🤖 AI Summary
This work addresses key limitations of deep reinforcement learning in real-world applications—namely low sample efficiency, poor interpretability, weak cross-task transferability, and sensitivity to environmental changes. The authors propose a large language model (LLM)-driven semantic closed-loop framework that uniquely integrates the general knowledge of LLMs with symbolic planning. By generating executable rules from natural language instructions and semantically annotating automatically discovered options, the framework enables semantic-guided skill reuse and dynamic constraint monitoring. Experimental results on Office World and Montezuma’s Revenge demonstrate significant improvements in sample efficiency, adherence to task constraints, and cross-task adaptability.
📝 Abstract
Despite achieving remarkable success in complex tasks, Deep Reinforcement Learning (DRL) is still suffering from critical issues in practical applications, such as low data efficiency, lack of interpretability, and limited cross-environment transferability. However, the learned policy generating actions based on states are sensitive to the environmental changes, struggling to guarantee behavioral safety and compliance. Recent research shows that integrating Large Language Models (LLMs) with symbolic planning is promising in addressing these challenges.
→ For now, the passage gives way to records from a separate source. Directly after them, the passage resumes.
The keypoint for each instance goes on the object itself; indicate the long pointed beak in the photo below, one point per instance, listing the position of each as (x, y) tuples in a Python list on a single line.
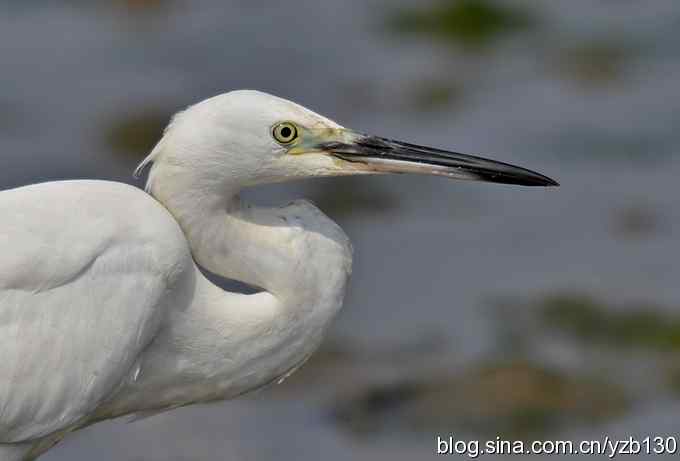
[(389, 156)]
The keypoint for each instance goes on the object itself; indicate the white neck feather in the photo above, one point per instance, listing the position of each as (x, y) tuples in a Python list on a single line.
[(222, 343)]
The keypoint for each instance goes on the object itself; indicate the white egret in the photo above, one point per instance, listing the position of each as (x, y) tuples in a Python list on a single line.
[(103, 310)]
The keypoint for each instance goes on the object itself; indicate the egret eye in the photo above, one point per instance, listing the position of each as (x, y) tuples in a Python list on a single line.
[(285, 132)]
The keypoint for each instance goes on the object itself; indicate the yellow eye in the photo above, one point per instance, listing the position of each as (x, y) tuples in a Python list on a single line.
[(285, 132)]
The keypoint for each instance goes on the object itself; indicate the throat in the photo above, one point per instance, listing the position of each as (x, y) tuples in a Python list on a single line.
[(294, 252), (219, 344)]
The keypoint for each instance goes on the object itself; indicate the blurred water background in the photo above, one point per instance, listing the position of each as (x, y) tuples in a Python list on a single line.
[(475, 310)]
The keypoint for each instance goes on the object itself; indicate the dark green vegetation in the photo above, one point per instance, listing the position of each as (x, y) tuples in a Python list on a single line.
[(593, 64), (134, 135), (470, 23), (515, 399), (589, 319)]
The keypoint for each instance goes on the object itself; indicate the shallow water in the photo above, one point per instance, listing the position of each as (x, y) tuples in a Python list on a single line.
[(432, 256)]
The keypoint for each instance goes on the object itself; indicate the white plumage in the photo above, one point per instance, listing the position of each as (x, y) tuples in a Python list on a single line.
[(103, 310)]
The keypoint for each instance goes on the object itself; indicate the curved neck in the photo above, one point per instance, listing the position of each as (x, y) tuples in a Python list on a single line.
[(294, 252)]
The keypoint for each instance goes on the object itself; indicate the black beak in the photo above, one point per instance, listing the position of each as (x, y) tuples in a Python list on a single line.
[(389, 156)]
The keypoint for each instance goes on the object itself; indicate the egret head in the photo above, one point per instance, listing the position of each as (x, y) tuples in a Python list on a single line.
[(246, 138)]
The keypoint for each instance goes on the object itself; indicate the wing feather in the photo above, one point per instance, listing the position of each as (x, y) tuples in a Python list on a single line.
[(82, 290)]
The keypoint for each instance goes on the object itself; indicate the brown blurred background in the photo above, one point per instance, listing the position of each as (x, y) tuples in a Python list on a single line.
[(475, 310)]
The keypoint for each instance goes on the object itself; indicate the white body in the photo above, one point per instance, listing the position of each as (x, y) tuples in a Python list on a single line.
[(103, 312)]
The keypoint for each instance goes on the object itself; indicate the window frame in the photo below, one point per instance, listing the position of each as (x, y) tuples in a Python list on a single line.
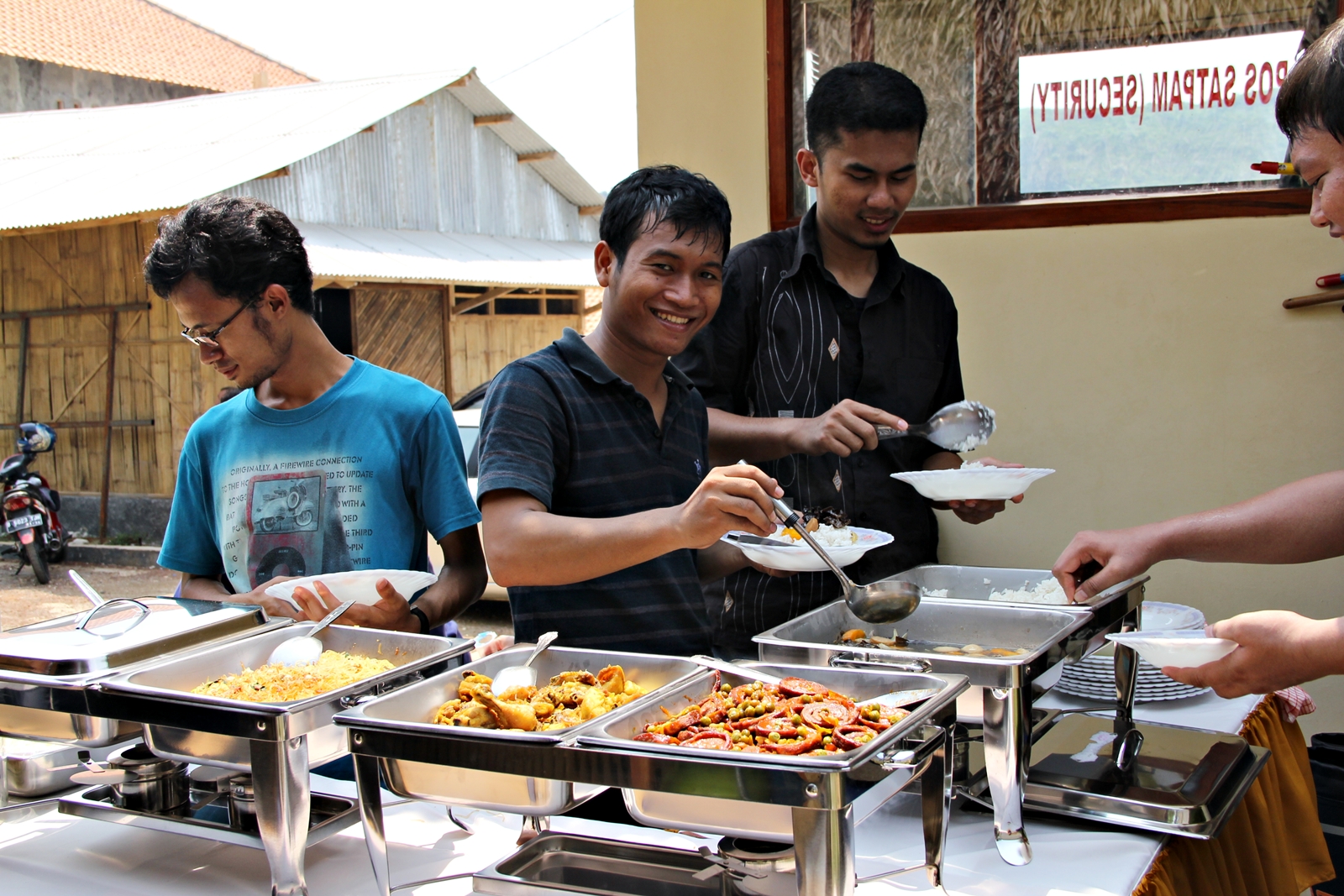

Inspired by this, we introduce a novel LLM-driven closed-loop framework, which enables semantic-driven skill reuse and real-time constraint monitoring by mapping natural language instructions into executable rules and semantically annotating automatically created options. The proposed approach utilizes the general knowledge of LLMs to facilitate exploration efficiency and adapt to transferable options for similar environments, and provides inherent interpretability through semantic annotations. To validate the effectiveness of this framework, we conduct experiments on two domains, Office World and Montezuma's Revenge, respectively. The results demonstrate superior performance in data efficiency, constraint compliance, and cross-task transferability.